Ces travaux permettront sans doute des avancées concrètes sur la connaissance des éruptions, mais aussi sur la formation du massif alpin. Comme l'explique le professeur Quick, "Il y aura tôt ou tard dans le monde une nouvelle explosion supervolcanique, mais nous ignorons où. Le supervolcan de la Valsesia nous permettra sans doute d'avancer sur ces questions".

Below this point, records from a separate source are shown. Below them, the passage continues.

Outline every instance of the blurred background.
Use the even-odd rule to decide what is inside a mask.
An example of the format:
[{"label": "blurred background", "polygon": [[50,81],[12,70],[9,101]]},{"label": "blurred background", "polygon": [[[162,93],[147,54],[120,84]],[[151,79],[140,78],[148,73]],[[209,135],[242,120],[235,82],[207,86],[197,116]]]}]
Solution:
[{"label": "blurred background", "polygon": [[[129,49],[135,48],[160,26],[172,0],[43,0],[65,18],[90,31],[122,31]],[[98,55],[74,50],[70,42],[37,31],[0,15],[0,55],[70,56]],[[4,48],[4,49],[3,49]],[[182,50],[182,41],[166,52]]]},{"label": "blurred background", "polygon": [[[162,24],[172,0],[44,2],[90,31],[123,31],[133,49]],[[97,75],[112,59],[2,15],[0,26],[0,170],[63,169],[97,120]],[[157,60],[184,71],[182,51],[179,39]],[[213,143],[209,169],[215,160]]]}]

Il y a environ 74 000 ans, une « super-éruption » s'est produite en Indonésie, l'éruption connue la plus importante de ces 100 000 dernières années. L'éruption de Toba fut énorme, projetant environ 1 000 fois plus de roches que l'éruption du Mont Ste Hélène en 1980. Des poussières emprisonnées à l'intérieur de glaces polaires montrent que les matériaux projetés se sont répandus tout autour de la planète, indiquant ainsi que l'éruption a injecté des matières solides dans la stratosphère, lieu où le climat peut être fortement affecté. Dans quelle mesure et pour combien de temps l'éruption de Toba a-t-elle eu de véritables effets sur le climat et la vie à la surface de la Terre ? Ceci a fait l'objet d'intenses débats.

 

Dans ce cas, ils ont simulé les réponses à une énorme éruption volcanique pour tester comment différents processus pourraient affecter la réaction climatique. En tenant compte de la taille présumée de l'éruption et des processus contenus dans les modèles, le refroidissement planétaire maximum moyen était de 8 à 17°C. C'est un changement énorme, qui représente environ 10 à 20 fois la taille du réchauffement depuis l'ère de l'industrialisation et environ la même ampleur que la transition vers une période glaciaire. Parmi les résultats les plus intéressants, on trouve qu'en réaction à la faible quantité de lumière solaire capable de pénétrer l'épaisse couverture de cendres et de particules dans l'atmosphère, des arbres à larges feuillages persistants et les arbres tropicaux caduques disparaissaient virtuellement pour plusieurs années. Cependant, le climat de la Terre revenait quasiment à la normale au bout d'une décennie dans la majorité des simulations.

 

Le rafraîchissement de la Terre durait plus longtemps dans les simulations des modèles du GISS, ce dernier comprenant toutefois des réactions chimiques interactives dans l'atmosphère. Ceci a joué un rôle important car la projection de matières volcaniques était si importante dans l'éruption de Toba que des processus chimiques ont été saturés, conduisant à une présence plus longue de particules contenant du souffre dans la stratosphère. Ceci a rallongé le rafraîchissement planétaire extrême si bien que dans ces simulations, la Terre restait au moins 10°C plus fraîche que la normale pendant une décennie entière.

 

Dans aucune des simulations n'est apparu la formation d'une pellicule de glace car les changements climatiques ne persistaient pas suffisamment longtemps. Ainsi donc, les résultats ne confirment pas la théorie selon laquelle la super éruption aurait entraîné une période glaciaire. Cependant, un « hiver volcanique » se produisant soudainement et durant une ou deux décennies pourrait toujours avoir des conséquences désastreuses pour la vie à la surface, avec des diminutions massives et abruptes de la production alimentaire et l'extinction potentielle de certaines espèces. En réalité, il y a des preuves que de telles extinctions et la présence d'un « goulot d'étranglement génétique » de la population humaine coïncident avec l'éruption. Les résultats suggèrent ainsi qu'une réaction soudaine et grave du climat à la super-éruption de Toba peut avoir balayé une grosse partie de la population humaine mondiale à cette époque.